Known for its exceptional Sauvignon Blanc wines, Sancerre is found in some of the world’s best restaurants and praised by many of the top wine experts. Although Sancerre is most famous for its white wine, the appellation also produces high quality red and rosé using Pinot Noir grapes.
East of Bourges, the Sancerre appellation is located along the left bank of the Loire River, stretching across 3,000 hectares (7,413 acres). This appellation extends over the villages of Bannay, Bué, Crézancy, Menetou-Ratel, Ménétréol, Montigny, St-Satur, Ste-Gemme, Sancerre, Sury-en-vaux, Thauvenay, Veaugues, Verdigy and Vinon.
Vines have been growing in Sancerre since ancient times, with the first historical evidence found in 582 as referenced in Gregory of Tours’ book, Historiae Francorum. It was during the 12th century that Saint-Satur Augustine monks and the ruling counts of Sancerre began to seriously cultivate the vines. At that time, Sancerre was famous for its Pinot Noir wine, which was exported from the region along the Loire River. References of wine from Sancerre are found in accounts of life in the royal court, and Duke Jean de Berry believed it to be the finest wine in the entire kingdom.
Phylloxera destroyed the predominant Pinot Noir vineyards at the end of the 19th century. Sauvignon Blanc has since become widely planted, and is particularly suited to the local climate. The terroir in the region helps yield great white wines that are AOC classified since 1936. True to its origins, Sancerre still produces red and rosé wines using Pinot Noir grapes, receiving the AOC accreditation in 1959.
Three types of soils are characteristic of the Sancerre region:
· Clay and limestone white soils, (terres blanches) situated on the hills of the most western part of Sancerrois
· Pebbly soils, known as caillottes
· Siliceous-clayey soils found in the hills east of the vineyard
The “Vendanges” (grape harvest) in Centre-Loire begin between the last week of September and the first week of October, ending the last two weeks of October. Some grapes are still harvested by hand, particularly red grapes, though most are picked with mechanical grape harvesters. The grapes are sent to the modern wine storehouses for processing. In the Centre-Loire, three winemaking methods are employed.

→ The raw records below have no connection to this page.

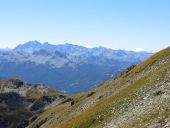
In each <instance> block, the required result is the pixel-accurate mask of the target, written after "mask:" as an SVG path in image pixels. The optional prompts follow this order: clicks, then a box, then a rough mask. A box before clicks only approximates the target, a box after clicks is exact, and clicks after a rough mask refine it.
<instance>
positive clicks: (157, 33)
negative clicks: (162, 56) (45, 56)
mask: <svg viewBox="0 0 170 128" xmlns="http://www.w3.org/2000/svg"><path fill="white" fill-rule="evenodd" d="M29 40H38V41H41V42H46V41H48V42H50V43H52V44H61V43H72V44H78V45H83V46H87V47H95V46H104V47H108V48H113V49H127V50H134V49H136V48H142V49H144V50H147V51H158V50H160V49H162V48H165V47H167V46H170V0H0V47H1V48H5V47H10V48H12V47H15V46H16V45H17V44H19V43H24V42H27V41H29Z"/></svg>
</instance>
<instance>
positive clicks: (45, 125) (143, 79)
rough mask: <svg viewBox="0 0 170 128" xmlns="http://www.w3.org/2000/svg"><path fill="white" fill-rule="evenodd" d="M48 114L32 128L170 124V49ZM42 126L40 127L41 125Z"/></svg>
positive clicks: (30, 126) (142, 127) (157, 126)
mask: <svg viewBox="0 0 170 128" xmlns="http://www.w3.org/2000/svg"><path fill="white" fill-rule="evenodd" d="M72 97H73V98H74V99H75V101H74V104H72V106H70V105H69V104H67V103H66V104H62V105H61V106H57V107H53V108H50V109H48V110H47V111H45V112H44V113H43V114H42V115H41V116H39V118H38V119H36V120H35V121H34V122H33V123H32V124H31V125H30V128H32V127H36V126H37V125H38V126H39V127H42V128H95V127H96V128H100V127H101V128H133V127H134V128H145V127H164V126H166V125H167V126H169V125H168V124H170V102H169V101H170V48H167V49H164V50H162V51H160V52H158V53H157V54H155V55H153V56H152V57H151V58H149V59H148V60H146V61H145V62H143V63H141V64H139V65H137V66H135V67H134V68H132V69H131V70H127V71H126V72H124V74H122V75H121V76H119V77H117V78H116V79H114V80H111V81H107V82H105V83H104V84H103V85H101V86H99V87H98V88H96V89H94V90H91V91H90V92H87V93H82V94H79V95H73V96H72ZM39 124H41V125H39Z"/></svg>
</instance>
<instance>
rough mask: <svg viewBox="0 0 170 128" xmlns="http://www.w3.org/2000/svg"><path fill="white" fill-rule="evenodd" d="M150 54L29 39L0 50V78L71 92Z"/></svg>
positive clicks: (74, 93) (120, 69)
mask: <svg viewBox="0 0 170 128" xmlns="http://www.w3.org/2000/svg"><path fill="white" fill-rule="evenodd" d="M151 55H152V53H148V52H144V51H143V52H134V51H125V50H113V49H108V48H104V47H96V48H86V47H83V46H78V45H72V44H61V45H52V44H49V43H47V42H46V43H43V44H42V43H40V42H38V41H29V42H27V43H24V44H20V45H18V46H17V47H16V48H14V49H11V50H0V70H1V73H0V78H2V79H8V78H18V79H21V80H23V81H26V82H29V83H43V84H46V85H49V86H50V87H52V88H55V89H57V90H60V91H62V92H66V93H71V94H75V93H80V92H85V91H88V90H90V89H92V88H95V87H96V86H97V85H98V84H101V83H103V82H104V81H106V80H110V79H112V78H113V77H115V76H117V75H118V74H119V73H121V72H122V71H123V70H125V69H126V68H127V67H129V66H131V65H133V64H138V63H140V62H142V61H143V60H145V59H146V58H148V57H149V56H151Z"/></svg>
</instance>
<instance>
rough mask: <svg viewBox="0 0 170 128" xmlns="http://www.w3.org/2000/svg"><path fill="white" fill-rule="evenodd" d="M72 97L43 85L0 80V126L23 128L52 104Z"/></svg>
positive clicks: (58, 102)
mask: <svg viewBox="0 0 170 128" xmlns="http://www.w3.org/2000/svg"><path fill="white" fill-rule="evenodd" d="M71 101H73V99H71V98H69V97H68V96H67V95H65V94H62V93H60V92H57V91H54V90H52V89H50V88H48V87H46V86H44V85H38V84H37V85H33V84H26V83H24V82H22V81H20V80H17V79H9V80H1V81H0V128H25V127H26V126H28V124H29V123H31V122H32V121H34V120H35V119H36V118H37V117H38V115H40V114H41V113H42V112H43V111H45V110H46V109H48V108H51V107H52V106H57V105H60V104H63V103H69V102H71Z"/></svg>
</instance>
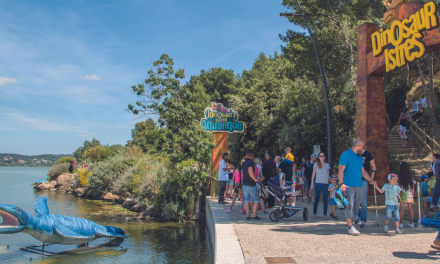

Sancerre whites are dry, lively and fruity, combining minerality with citrus aromas. The attack melts into a rich, round mouthfeel. The red wines showcase the virtues of Pinot noir, with notes of cherry and morello cherry. The mouthfeel is firm and full, with a long finish. The rosés blend fruit and freshness, making them terrific wines, not only for the summertime but also for fine dining.